Hares Playing in Surf on a Moonlit Night
- Date:
- c. 1771
- Medium:
- Color woodblock print; chuban
- Source:
- Art Institute of Chicago
Description
"Hares Playing in Surf on a Moonlit Night" is a chuban-format kacho-ga by Isoda Koryusai of about 1766. Hares in surf, often glossed in Japanese as "nami usagi," is a classical motif that links the white hare to the white foam of breaking waves and to the moon, a chain of associations that runs through East Asian poetry and decorative art and that resurfaces repeatedly in Edo ukiyo-e. Koryusai treats the subject as a tightly framed nocturne, with two or more hares arranged along a curve of wave that crosses the sheet from one corner to the other, the moon implied by a flat patch of unprinted paper rather than emphatically inscribed. As the principal Harunobu successor in the very first years of nishiki-e printing, Koryusai is working in an idiom in which kacho-ga, bijin-ga and mitate-e were all being adapted to the new multi-block color technique. The Art Institute of Chicago impression preserves the careful registration and soft palette of blue, white and grey-brown that the print's design demands.
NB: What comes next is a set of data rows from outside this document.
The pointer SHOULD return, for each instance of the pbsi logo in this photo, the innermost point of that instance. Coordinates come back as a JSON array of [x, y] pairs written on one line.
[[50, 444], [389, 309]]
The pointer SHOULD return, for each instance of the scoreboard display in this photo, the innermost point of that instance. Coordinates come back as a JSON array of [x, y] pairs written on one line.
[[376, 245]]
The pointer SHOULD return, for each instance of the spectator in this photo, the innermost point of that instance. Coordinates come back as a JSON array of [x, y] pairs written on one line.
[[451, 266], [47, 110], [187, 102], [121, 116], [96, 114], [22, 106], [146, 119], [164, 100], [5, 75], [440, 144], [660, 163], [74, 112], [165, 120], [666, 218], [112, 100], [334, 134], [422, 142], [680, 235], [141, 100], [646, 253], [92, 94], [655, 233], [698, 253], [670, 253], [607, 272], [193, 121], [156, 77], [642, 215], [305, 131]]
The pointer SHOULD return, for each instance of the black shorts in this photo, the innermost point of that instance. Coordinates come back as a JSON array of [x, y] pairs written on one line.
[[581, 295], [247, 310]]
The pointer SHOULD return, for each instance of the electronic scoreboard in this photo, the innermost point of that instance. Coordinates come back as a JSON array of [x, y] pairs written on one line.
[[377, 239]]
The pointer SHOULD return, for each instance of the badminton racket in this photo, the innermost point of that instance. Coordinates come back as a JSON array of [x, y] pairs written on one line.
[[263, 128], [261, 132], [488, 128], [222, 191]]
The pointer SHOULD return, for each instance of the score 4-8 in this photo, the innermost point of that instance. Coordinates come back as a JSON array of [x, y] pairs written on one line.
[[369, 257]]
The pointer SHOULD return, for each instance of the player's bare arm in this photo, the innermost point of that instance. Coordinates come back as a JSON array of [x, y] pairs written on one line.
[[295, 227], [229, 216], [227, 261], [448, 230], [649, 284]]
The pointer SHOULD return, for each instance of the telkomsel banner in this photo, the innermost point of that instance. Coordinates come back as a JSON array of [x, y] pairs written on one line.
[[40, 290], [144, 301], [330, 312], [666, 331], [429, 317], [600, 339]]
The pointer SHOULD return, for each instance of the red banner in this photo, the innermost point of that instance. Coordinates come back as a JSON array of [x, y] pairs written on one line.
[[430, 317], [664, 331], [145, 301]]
Within Koryusai's career the print is a small but characteristic example of the natural-history strand that runs alongside his bijin-ga and hashira-e (pillar prints), and which culminated, in the 1770s, in the long sequence of pillar-format bird-and-flower prints that historians now regard as among his most accomplished work.




![Mount Fuji on a Moonlit Night, Kawai Bridge (Tsukiyo no Fuji [Kawaibashi]), from the series "Selection of Views of the Tokaido (Tokaido fukei senshu)" by Kawase Hasui](https://www.artic.edu/iiif/2/d0960668-1e73-339a-b182-fb995a54bff0/full/843,/0/default.jpg)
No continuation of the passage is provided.